On December 5th, 2019, BirdVox researcher Vincent Lostanlen gave a 20-minute talk in San Diego, CA, USA, by invitation of the 178th meeting of the Acoustical Society of America (ASA). The talk was entitled “BirdVox: From flight call classification to full-season migration monitoring”, and was featured in the special session on machine learning for animal bioacoustics.

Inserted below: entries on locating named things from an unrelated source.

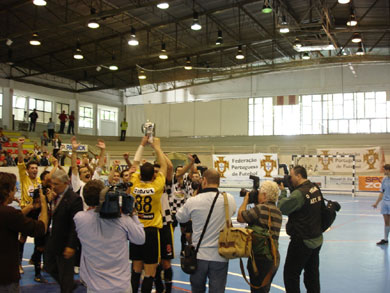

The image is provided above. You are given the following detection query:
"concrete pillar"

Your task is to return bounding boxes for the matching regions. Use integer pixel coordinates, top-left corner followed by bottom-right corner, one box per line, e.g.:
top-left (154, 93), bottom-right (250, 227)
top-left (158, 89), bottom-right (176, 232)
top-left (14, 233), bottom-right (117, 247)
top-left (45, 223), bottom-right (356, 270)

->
top-left (2, 87), bottom-right (14, 130)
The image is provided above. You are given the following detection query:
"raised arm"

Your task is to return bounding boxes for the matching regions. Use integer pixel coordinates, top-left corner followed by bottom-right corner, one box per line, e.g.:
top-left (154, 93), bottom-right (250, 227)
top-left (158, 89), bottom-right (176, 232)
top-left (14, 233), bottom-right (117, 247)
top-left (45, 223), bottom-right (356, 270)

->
top-left (70, 136), bottom-right (80, 175)
top-left (133, 136), bottom-right (149, 169)
top-left (176, 154), bottom-right (195, 177)
top-left (96, 139), bottom-right (106, 168)
top-left (123, 153), bottom-right (132, 169)
top-left (18, 137), bottom-right (24, 163)
top-left (164, 154), bottom-right (173, 182)
top-left (152, 137), bottom-right (167, 178)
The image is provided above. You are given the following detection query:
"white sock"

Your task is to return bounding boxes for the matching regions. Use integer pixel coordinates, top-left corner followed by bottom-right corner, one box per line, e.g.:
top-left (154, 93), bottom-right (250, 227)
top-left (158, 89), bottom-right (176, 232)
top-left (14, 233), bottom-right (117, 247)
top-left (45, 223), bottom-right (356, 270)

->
top-left (385, 226), bottom-right (390, 241)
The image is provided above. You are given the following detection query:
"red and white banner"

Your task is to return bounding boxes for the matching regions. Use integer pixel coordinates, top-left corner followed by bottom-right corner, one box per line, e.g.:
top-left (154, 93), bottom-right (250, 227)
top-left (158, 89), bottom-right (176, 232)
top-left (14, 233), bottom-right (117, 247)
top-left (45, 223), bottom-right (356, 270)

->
top-left (359, 176), bottom-right (383, 191)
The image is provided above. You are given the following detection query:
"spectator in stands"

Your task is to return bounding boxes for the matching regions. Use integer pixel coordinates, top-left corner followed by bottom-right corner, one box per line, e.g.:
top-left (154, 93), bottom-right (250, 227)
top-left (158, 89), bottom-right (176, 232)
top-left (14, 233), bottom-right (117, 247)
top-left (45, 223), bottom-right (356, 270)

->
top-left (58, 111), bottom-right (68, 134)
top-left (121, 118), bottom-right (128, 141)
top-left (47, 118), bottom-right (56, 139)
top-left (41, 130), bottom-right (51, 152)
top-left (44, 170), bottom-right (83, 292)
top-left (53, 133), bottom-right (61, 159)
top-left (39, 151), bottom-right (50, 167)
top-left (0, 127), bottom-right (9, 151)
top-left (0, 172), bottom-right (48, 292)
top-left (28, 109), bottom-right (38, 131)
top-left (68, 111), bottom-right (75, 135)
top-left (74, 180), bottom-right (145, 292)
top-left (372, 164), bottom-right (390, 245)
top-left (18, 137), bottom-right (41, 273)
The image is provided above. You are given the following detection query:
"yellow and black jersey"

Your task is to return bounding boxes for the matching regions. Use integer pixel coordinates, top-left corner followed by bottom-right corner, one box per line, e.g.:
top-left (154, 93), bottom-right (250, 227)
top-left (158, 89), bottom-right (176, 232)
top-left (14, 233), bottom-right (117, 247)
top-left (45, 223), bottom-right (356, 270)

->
top-left (130, 172), bottom-right (165, 229)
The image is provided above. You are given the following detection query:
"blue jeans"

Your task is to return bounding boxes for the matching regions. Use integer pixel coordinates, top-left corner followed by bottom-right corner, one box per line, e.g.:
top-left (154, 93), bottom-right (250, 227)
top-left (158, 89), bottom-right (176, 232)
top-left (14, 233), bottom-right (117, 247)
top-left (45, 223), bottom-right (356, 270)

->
top-left (190, 259), bottom-right (229, 293)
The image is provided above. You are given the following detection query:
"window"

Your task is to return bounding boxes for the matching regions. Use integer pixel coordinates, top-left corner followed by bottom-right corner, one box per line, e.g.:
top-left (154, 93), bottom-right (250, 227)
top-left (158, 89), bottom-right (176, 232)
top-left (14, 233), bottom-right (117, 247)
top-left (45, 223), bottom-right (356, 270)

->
top-left (55, 103), bottom-right (70, 124)
top-left (79, 106), bottom-right (93, 128)
top-left (12, 96), bottom-right (27, 121)
top-left (100, 110), bottom-right (116, 121)
top-left (248, 91), bottom-right (390, 135)
top-left (28, 98), bottom-right (52, 123)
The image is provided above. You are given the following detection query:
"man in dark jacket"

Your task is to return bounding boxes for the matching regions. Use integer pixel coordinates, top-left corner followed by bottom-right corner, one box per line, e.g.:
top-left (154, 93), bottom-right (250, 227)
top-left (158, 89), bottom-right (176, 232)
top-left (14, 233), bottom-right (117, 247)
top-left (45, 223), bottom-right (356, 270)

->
top-left (278, 166), bottom-right (323, 293)
top-left (44, 170), bottom-right (83, 293)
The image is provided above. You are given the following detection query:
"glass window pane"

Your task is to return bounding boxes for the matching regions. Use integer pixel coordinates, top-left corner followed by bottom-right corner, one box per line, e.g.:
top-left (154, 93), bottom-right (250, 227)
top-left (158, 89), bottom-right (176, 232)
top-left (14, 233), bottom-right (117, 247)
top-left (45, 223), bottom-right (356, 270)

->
top-left (28, 98), bottom-right (36, 110)
top-left (36, 100), bottom-right (43, 111)
top-left (45, 101), bottom-right (51, 113)
top-left (371, 119), bottom-right (386, 133)
top-left (357, 119), bottom-right (370, 133)
top-left (365, 99), bottom-right (375, 118)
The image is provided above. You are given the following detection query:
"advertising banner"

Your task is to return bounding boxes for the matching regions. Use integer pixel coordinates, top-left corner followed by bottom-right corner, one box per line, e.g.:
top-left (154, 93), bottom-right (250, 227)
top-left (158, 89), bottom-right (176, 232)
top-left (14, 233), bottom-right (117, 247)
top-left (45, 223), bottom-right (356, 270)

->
top-left (61, 143), bottom-right (88, 153)
top-left (317, 147), bottom-right (384, 173)
top-left (213, 153), bottom-right (278, 180)
top-left (359, 176), bottom-right (383, 191)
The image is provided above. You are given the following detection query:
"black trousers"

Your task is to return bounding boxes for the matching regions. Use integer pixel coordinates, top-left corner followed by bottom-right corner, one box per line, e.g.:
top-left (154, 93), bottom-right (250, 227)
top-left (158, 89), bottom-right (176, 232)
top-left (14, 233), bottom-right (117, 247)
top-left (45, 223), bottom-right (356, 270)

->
top-left (247, 252), bottom-right (280, 293)
top-left (68, 121), bottom-right (74, 134)
top-left (44, 252), bottom-right (75, 293)
top-left (59, 121), bottom-right (65, 133)
top-left (121, 130), bottom-right (126, 141)
top-left (283, 238), bottom-right (321, 293)
top-left (47, 129), bottom-right (54, 139)
top-left (29, 121), bottom-right (37, 131)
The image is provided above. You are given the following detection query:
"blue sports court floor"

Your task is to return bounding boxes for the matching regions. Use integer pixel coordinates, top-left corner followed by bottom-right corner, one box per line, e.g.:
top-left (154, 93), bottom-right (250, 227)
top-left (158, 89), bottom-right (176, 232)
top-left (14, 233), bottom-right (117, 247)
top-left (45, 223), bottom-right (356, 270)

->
top-left (21, 192), bottom-right (390, 293)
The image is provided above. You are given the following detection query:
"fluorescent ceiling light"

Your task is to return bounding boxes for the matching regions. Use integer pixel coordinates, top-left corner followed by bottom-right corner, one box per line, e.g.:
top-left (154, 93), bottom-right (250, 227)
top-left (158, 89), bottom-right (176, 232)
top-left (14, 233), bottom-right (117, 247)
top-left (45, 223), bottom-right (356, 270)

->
top-left (294, 44), bottom-right (335, 52)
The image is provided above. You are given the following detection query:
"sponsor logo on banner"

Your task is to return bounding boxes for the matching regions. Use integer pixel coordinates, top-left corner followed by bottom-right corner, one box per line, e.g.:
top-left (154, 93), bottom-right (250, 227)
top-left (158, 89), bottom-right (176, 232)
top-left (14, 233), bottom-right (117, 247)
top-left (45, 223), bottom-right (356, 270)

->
top-left (214, 156), bottom-right (229, 178)
top-left (61, 143), bottom-right (88, 152)
top-left (317, 147), bottom-right (384, 173)
top-left (359, 176), bottom-right (383, 191)
top-left (213, 153), bottom-right (278, 180)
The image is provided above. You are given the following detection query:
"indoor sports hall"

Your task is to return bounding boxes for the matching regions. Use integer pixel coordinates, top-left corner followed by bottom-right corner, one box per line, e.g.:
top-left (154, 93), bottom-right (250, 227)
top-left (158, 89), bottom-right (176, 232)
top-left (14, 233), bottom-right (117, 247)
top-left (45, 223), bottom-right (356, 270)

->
top-left (0, 0), bottom-right (390, 293)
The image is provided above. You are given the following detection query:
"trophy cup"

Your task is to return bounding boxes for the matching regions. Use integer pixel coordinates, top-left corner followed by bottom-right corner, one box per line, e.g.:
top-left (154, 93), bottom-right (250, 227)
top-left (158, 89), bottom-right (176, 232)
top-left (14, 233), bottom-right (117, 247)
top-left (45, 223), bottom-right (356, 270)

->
top-left (141, 120), bottom-right (156, 143)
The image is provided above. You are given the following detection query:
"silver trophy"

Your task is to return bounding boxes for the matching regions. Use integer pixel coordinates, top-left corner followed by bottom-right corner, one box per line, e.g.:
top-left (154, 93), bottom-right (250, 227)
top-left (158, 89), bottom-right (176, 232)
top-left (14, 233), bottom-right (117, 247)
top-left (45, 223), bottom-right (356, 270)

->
top-left (141, 120), bottom-right (156, 143)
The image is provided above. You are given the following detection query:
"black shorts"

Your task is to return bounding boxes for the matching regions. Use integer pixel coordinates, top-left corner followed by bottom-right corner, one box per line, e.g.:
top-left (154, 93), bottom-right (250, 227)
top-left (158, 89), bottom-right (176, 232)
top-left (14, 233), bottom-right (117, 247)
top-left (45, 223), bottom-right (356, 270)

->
top-left (159, 223), bottom-right (175, 259)
top-left (130, 227), bottom-right (161, 264)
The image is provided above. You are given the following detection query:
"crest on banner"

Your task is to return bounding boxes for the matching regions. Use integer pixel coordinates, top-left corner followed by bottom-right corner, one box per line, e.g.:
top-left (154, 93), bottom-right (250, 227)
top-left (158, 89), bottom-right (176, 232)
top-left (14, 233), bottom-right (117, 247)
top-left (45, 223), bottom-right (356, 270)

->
top-left (260, 155), bottom-right (276, 177)
top-left (214, 156), bottom-right (229, 178)
top-left (363, 149), bottom-right (379, 170)
top-left (318, 151), bottom-right (333, 170)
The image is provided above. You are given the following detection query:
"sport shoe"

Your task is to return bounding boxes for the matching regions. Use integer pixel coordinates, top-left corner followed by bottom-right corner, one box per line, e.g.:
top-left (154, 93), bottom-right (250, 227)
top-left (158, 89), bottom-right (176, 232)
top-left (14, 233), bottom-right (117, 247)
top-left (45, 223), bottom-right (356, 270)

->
top-left (34, 275), bottom-right (47, 283)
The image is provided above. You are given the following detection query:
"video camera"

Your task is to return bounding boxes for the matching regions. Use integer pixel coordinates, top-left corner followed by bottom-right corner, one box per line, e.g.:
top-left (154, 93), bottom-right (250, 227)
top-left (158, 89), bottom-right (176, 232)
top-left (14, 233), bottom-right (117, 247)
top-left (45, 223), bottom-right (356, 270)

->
top-left (274, 164), bottom-right (294, 192)
top-left (97, 182), bottom-right (134, 219)
top-left (240, 175), bottom-right (260, 204)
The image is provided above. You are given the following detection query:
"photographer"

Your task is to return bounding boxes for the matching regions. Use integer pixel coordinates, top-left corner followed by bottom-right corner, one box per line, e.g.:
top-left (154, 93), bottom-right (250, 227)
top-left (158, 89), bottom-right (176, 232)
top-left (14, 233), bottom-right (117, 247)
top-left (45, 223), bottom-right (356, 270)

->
top-left (278, 166), bottom-right (323, 293)
top-left (0, 172), bottom-right (48, 292)
top-left (237, 181), bottom-right (282, 293)
top-left (74, 180), bottom-right (145, 292)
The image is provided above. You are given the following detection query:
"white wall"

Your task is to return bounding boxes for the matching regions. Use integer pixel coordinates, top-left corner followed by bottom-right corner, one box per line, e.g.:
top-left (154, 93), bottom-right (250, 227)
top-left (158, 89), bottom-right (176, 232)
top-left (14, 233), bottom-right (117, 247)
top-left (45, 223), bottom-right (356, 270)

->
top-left (124, 63), bottom-right (390, 137)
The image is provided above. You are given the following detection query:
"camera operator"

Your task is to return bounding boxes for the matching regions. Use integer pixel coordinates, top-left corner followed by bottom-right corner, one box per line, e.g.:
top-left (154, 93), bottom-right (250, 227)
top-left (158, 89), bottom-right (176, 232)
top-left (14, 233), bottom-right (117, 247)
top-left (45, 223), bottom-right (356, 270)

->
top-left (0, 172), bottom-right (48, 292)
top-left (278, 166), bottom-right (323, 293)
top-left (74, 180), bottom-right (145, 292)
top-left (130, 136), bottom-right (167, 292)
top-left (237, 181), bottom-right (282, 293)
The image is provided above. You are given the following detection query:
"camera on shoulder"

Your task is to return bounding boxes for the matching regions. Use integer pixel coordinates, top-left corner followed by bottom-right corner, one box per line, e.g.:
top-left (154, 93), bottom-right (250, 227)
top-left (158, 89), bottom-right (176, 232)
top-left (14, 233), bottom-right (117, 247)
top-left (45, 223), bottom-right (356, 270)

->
top-left (240, 175), bottom-right (260, 204)
top-left (97, 182), bottom-right (134, 219)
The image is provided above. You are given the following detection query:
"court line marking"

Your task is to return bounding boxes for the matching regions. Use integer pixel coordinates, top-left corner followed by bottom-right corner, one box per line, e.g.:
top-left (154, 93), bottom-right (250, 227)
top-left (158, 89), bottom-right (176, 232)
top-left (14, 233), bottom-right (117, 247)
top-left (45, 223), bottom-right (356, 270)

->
top-left (171, 263), bottom-right (286, 292)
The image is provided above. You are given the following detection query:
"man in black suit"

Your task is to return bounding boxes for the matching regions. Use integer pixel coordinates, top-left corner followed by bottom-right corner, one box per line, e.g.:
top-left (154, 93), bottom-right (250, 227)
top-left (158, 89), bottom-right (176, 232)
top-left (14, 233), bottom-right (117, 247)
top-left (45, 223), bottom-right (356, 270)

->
top-left (45, 170), bottom-right (83, 293)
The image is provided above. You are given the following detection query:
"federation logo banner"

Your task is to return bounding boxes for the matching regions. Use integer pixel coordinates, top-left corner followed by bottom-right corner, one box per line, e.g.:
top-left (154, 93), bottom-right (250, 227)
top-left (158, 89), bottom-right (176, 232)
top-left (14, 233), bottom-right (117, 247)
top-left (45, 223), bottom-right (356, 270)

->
top-left (213, 153), bottom-right (278, 180)
top-left (317, 147), bottom-right (384, 172)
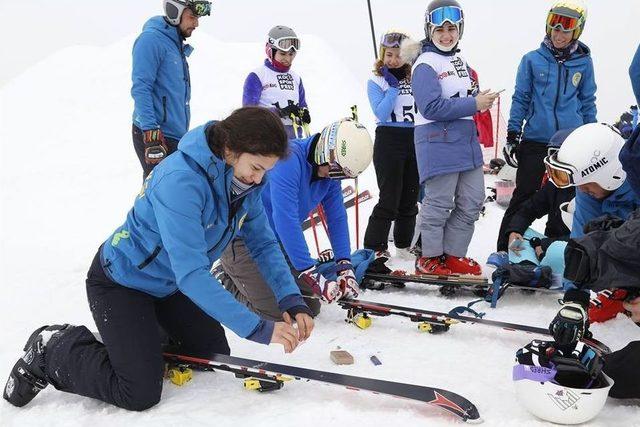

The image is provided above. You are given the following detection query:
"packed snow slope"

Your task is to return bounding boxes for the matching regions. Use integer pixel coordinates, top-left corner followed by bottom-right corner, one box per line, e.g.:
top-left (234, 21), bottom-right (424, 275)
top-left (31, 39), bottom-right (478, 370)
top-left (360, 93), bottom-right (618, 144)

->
top-left (0, 18), bottom-right (640, 427)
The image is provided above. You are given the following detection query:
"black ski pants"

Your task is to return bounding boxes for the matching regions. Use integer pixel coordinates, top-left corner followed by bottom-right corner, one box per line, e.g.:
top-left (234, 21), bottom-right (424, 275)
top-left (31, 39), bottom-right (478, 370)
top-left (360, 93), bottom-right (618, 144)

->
top-left (45, 251), bottom-right (230, 411)
top-left (497, 141), bottom-right (547, 251)
top-left (131, 125), bottom-right (179, 180)
top-left (364, 126), bottom-right (420, 251)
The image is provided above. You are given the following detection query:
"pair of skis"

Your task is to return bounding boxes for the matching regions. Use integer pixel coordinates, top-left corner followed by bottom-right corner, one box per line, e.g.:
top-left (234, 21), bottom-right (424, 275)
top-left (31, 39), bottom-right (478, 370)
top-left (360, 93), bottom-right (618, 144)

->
top-left (164, 353), bottom-right (481, 422)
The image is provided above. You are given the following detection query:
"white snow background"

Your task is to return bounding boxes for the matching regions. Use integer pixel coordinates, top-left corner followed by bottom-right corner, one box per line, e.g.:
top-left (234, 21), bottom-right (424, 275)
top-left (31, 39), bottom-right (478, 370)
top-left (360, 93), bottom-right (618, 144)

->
top-left (0, 0), bottom-right (640, 427)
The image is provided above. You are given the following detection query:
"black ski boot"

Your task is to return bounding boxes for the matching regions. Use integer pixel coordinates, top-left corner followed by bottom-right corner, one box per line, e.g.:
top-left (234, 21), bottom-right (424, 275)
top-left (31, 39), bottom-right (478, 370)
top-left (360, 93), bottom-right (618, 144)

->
top-left (2, 324), bottom-right (69, 407)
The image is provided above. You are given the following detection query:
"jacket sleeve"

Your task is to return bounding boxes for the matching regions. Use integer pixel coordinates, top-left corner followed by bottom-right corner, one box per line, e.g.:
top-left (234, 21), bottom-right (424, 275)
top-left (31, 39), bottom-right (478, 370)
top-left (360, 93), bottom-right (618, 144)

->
top-left (507, 55), bottom-right (533, 132)
top-left (242, 73), bottom-right (262, 107)
top-left (146, 171), bottom-right (261, 338)
top-left (269, 155), bottom-right (316, 271)
top-left (320, 181), bottom-right (351, 260)
top-left (131, 32), bottom-right (163, 130)
top-left (629, 46), bottom-right (640, 105)
top-left (578, 58), bottom-right (598, 124)
top-left (411, 64), bottom-right (476, 121)
top-left (298, 79), bottom-right (307, 108)
top-left (242, 195), bottom-right (300, 303)
top-left (506, 183), bottom-right (553, 234)
top-left (367, 80), bottom-right (400, 123)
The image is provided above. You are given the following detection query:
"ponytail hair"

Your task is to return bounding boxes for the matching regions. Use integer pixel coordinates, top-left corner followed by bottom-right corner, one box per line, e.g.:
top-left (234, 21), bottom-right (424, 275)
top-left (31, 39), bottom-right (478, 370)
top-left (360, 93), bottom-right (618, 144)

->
top-left (207, 107), bottom-right (289, 159)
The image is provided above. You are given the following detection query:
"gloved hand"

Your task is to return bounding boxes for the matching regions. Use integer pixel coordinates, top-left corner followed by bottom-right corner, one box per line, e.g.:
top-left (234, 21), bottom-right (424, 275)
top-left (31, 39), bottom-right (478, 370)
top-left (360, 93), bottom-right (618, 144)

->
top-left (337, 260), bottom-right (360, 298)
top-left (298, 265), bottom-right (341, 304)
top-left (142, 129), bottom-right (169, 165)
top-left (318, 249), bottom-right (333, 264)
top-left (300, 107), bottom-right (311, 125)
top-left (549, 290), bottom-right (591, 353)
top-left (502, 130), bottom-right (521, 168)
top-left (380, 65), bottom-right (400, 88)
top-left (278, 104), bottom-right (300, 118)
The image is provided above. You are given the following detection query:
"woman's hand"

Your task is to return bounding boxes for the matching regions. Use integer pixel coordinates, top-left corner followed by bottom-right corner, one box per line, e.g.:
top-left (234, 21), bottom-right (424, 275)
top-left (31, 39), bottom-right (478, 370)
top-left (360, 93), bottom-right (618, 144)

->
top-left (282, 312), bottom-right (314, 341)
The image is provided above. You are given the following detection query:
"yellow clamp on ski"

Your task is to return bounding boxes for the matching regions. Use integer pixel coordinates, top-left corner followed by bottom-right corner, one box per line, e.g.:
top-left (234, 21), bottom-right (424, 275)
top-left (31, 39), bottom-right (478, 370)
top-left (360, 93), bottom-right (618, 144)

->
top-left (167, 366), bottom-right (193, 386)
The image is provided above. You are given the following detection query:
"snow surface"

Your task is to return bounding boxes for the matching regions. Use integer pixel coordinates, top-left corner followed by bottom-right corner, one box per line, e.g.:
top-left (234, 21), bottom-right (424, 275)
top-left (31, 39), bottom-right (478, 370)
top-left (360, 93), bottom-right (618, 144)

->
top-left (0, 10), bottom-right (640, 427)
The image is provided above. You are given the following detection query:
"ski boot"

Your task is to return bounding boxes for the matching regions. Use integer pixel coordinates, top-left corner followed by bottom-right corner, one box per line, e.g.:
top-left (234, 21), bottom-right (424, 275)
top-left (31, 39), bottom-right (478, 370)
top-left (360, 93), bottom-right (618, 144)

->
top-left (416, 256), bottom-right (451, 276)
top-left (2, 324), bottom-right (70, 407)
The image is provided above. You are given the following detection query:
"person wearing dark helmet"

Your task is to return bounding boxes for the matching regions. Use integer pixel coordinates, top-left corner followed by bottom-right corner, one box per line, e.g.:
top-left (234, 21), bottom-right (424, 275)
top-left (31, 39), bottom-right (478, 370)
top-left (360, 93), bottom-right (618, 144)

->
top-left (3, 107), bottom-right (313, 411)
top-left (496, 0), bottom-right (597, 251)
top-left (131, 0), bottom-right (211, 178)
top-left (242, 25), bottom-right (311, 138)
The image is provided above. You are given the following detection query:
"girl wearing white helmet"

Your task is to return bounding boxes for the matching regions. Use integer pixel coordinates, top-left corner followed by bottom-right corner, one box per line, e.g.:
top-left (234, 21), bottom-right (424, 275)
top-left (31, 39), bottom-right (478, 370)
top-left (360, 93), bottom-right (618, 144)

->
top-left (364, 30), bottom-right (419, 262)
top-left (497, 0), bottom-right (597, 251)
top-left (405, 0), bottom-right (498, 276)
top-left (544, 123), bottom-right (640, 238)
top-left (242, 25), bottom-right (311, 138)
top-left (219, 120), bottom-right (373, 321)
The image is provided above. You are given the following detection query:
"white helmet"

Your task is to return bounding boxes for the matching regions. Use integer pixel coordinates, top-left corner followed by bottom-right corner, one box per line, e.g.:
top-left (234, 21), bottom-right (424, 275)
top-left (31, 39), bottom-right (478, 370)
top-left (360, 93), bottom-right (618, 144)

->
top-left (544, 123), bottom-right (627, 191)
top-left (314, 119), bottom-right (373, 179)
top-left (162, 0), bottom-right (211, 26)
top-left (513, 340), bottom-right (613, 424)
top-left (560, 197), bottom-right (576, 230)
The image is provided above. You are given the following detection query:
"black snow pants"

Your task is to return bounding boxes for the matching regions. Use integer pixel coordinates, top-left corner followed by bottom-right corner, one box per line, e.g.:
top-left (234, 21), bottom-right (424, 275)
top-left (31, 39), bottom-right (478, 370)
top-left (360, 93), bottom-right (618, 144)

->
top-left (131, 125), bottom-right (179, 180)
top-left (497, 141), bottom-right (547, 251)
top-left (45, 251), bottom-right (230, 411)
top-left (364, 126), bottom-right (420, 251)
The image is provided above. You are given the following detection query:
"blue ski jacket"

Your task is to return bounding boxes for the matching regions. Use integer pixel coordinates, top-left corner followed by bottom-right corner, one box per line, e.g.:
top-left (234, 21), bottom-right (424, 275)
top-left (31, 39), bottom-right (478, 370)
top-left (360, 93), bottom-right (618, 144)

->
top-left (411, 43), bottom-right (483, 183)
top-left (131, 16), bottom-right (193, 140)
top-left (101, 122), bottom-right (304, 344)
top-left (507, 42), bottom-right (596, 144)
top-left (258, 134), bottom-right (351, 271)
top-left (571, 181), bottom-right (640, 239)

We reproduce the abstract below. This abstract appeared on the latest issue of the Journal of the Acoustical Society of America (JASA), volume 146, number 4, page 2984.

The BirdVox project aims at inventing new machine listening methods for the bioacoustic analysis of avian migration at the continental scale. It relies on an acoustic sensor network of low-cost, autonomous recording units to detect nocturnal flight calls and classify them in terms of family, genus, and species. As a result, each sensor produces a daily checklist of the species currently aloft, next to their respective individual counts. In this talk, I describe the research methods of BirdVox and their implications for advancing the understanding of animal behavior and conservation biology. The commonality of these methods is that they tightly integrate data-driven components alongside the induction of domain-specific knowledge. Furthermore, the resort to machine learning is not restricted to supervised acoustic event classification tasks, but also encompasses audio representation learning, few-shot active learning for efficient annotation, and Bayesian inference for adapting to multiple acoustic environments. I conclude with an overview of some open-source software tools for large-scale bioacoustics: librosa (spectrogram analysis), pysox (audio transformations), JAMS (rich annotation of audio events), muda (data augmentation), scaper (soundscape synthesis), pescador (stochastic sampling), and mir_eval (evaluation).

 

https://asa.scitation.org/doi/abs/10.1121/1.5137328

Vincent Lostanlen presents at Dolby in SoHo

On April 25th, 2019, BirdVox researcher Vincent Lostanlen gave a 25-minute in the New York City neighborhood of SoHo, as part of a scientific workshop named “Artificial Intelligence in Audio: Applications, Advancements, and Trends” and organized by Dolby.

The video of the event can be found below.

More details about the event can be found at: https://soho.dolby.com/artificialintelligenceinaudio

“Long-distance detection of bioacoustic events with PCEN” presented at DCASE workshop

We are happy to announce that our article: “Long-distance detection of bioacoustic events with per-channel energy normalization” is featured in the proceedings of the DCASE 2019 workshop. This paper is a collaboration between the BirdVox project; Kaitlin Palmer from San Diego State University; Elly Knight from the University of Alberta; Christopher Clark and Holger Klinck from the Cornell Lab of Ornithology; NYU ARISE student Tina Wong; and Jason Cramer from New York University.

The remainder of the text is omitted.